The Start Path program

We are a team across Mastercard based out of Dublin in Europe, New York in North America, Singapore covering Asia Pacific, and Dubai in the Middle East and Africa. Our team keeps its eye on startups and offers promising later-stage companies a virtual six month program. The purpose of this program is to engage and introduce the startups to Mastercard and the subject matter expertise we have within our organization. More importantly, we look for opportunities to work with the startups that we bring through the program. We've been running for five years and recently opened up Start Path to Mastercard customers. We provide these companies access to what we're seeing in the startup space and offer startups some channels to market through Mastercard's broad ecosystem.

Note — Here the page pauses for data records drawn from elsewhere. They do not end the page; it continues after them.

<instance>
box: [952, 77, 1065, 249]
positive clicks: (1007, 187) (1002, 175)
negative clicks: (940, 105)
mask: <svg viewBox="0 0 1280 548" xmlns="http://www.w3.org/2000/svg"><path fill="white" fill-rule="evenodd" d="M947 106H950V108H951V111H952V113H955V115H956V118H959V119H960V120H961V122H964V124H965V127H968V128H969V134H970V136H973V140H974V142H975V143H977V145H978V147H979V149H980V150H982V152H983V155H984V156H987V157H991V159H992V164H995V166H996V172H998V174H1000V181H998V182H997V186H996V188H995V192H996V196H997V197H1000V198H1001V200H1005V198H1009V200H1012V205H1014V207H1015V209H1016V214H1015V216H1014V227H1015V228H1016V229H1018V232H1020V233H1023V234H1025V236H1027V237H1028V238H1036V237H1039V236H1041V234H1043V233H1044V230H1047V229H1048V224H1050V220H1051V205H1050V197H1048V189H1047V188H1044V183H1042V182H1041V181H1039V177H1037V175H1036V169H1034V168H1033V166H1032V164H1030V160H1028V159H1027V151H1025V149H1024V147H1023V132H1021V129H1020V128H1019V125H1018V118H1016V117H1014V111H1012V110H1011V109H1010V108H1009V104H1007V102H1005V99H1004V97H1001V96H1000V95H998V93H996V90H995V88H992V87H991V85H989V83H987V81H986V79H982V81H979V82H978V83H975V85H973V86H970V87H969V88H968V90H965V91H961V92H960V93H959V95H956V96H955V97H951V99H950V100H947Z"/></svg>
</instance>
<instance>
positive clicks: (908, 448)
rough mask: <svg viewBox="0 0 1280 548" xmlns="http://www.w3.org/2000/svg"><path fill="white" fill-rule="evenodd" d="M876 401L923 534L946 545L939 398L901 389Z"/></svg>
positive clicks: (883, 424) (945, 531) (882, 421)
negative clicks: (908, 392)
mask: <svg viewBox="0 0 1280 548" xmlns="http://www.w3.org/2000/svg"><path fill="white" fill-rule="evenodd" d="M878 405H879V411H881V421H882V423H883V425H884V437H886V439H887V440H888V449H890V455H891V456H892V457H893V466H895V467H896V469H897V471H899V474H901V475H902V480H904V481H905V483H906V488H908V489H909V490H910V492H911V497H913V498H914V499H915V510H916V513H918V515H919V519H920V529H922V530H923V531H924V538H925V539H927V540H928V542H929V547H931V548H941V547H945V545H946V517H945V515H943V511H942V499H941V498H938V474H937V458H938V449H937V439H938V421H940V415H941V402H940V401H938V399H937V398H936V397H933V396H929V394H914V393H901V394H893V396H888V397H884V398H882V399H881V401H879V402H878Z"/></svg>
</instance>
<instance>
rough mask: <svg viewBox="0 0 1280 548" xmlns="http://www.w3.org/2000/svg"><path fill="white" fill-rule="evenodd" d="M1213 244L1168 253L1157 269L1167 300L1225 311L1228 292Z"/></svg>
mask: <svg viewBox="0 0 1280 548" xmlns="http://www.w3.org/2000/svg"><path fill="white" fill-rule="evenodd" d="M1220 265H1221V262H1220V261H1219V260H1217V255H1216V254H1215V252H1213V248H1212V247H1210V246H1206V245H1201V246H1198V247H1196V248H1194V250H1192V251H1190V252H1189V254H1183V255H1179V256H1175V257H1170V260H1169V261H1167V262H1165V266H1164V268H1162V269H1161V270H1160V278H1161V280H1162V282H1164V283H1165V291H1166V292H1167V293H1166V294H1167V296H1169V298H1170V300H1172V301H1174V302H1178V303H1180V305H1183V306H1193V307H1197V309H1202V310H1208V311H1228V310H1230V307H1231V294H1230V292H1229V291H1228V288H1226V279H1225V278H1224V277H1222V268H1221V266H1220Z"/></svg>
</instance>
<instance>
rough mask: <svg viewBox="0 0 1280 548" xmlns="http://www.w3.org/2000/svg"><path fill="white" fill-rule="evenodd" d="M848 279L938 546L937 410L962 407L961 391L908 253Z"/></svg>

Cashless acceleration program

No money changes hands. When we started out, we looked at other corporate accelerator programs which modeled Techstars and Y Combinator. Corporates were buying small pieces of equity in really early stage companies, but this type of program wasn't quite right for us. We realized quickly that while early stage startups are super cool, later stage firms -- ones that raised significant seed rounds or their series A -- were more relevant for what Mastercard is trying to do. Those types of companies have a product in market, think about international scale, and have capital in the bank where they're not worried about running out of money. That's our sweet spot. For this stage of company, you're definitely not looking to take money from a big strategic investor right out of the blocks. Instead, you're much more interested on the type of commercial opportunities that you can work on together. We wanted to make it easy to the best startups to say yes to our offer. So, there's no money changing hands except for a small travel stipend for our startups to help them attend our meetups that we convene.

How Start Path works

We take startups through a pretty rigorous evaluation program prior to joining Start Path. We see about 2000 startups every year and choose 40 to work with. To start, we bring all our startups to a physical location for a week. We call that our kickoff deep dive. Over the course of that week, we spend time understanding what their challenges are and what they're looking to deliver over the next six to twelve months. Out of that, we develop a bespoke plan with each of the startups we engage with. Then, the startup is assigned a Mastercard sponsor -- someone who becomes their buddy, advisor, mentor, and door opener over the course of the program. We work together hard on four to five different areas: things like regulation, potential proofs of concept and pilots with Mastercard, or devise a joint go-to-market plan with them. We can also introduce them to customers, so it's very important for us to understand their targets and growth potential. Then we can connect them into that broad ecosystem, as well.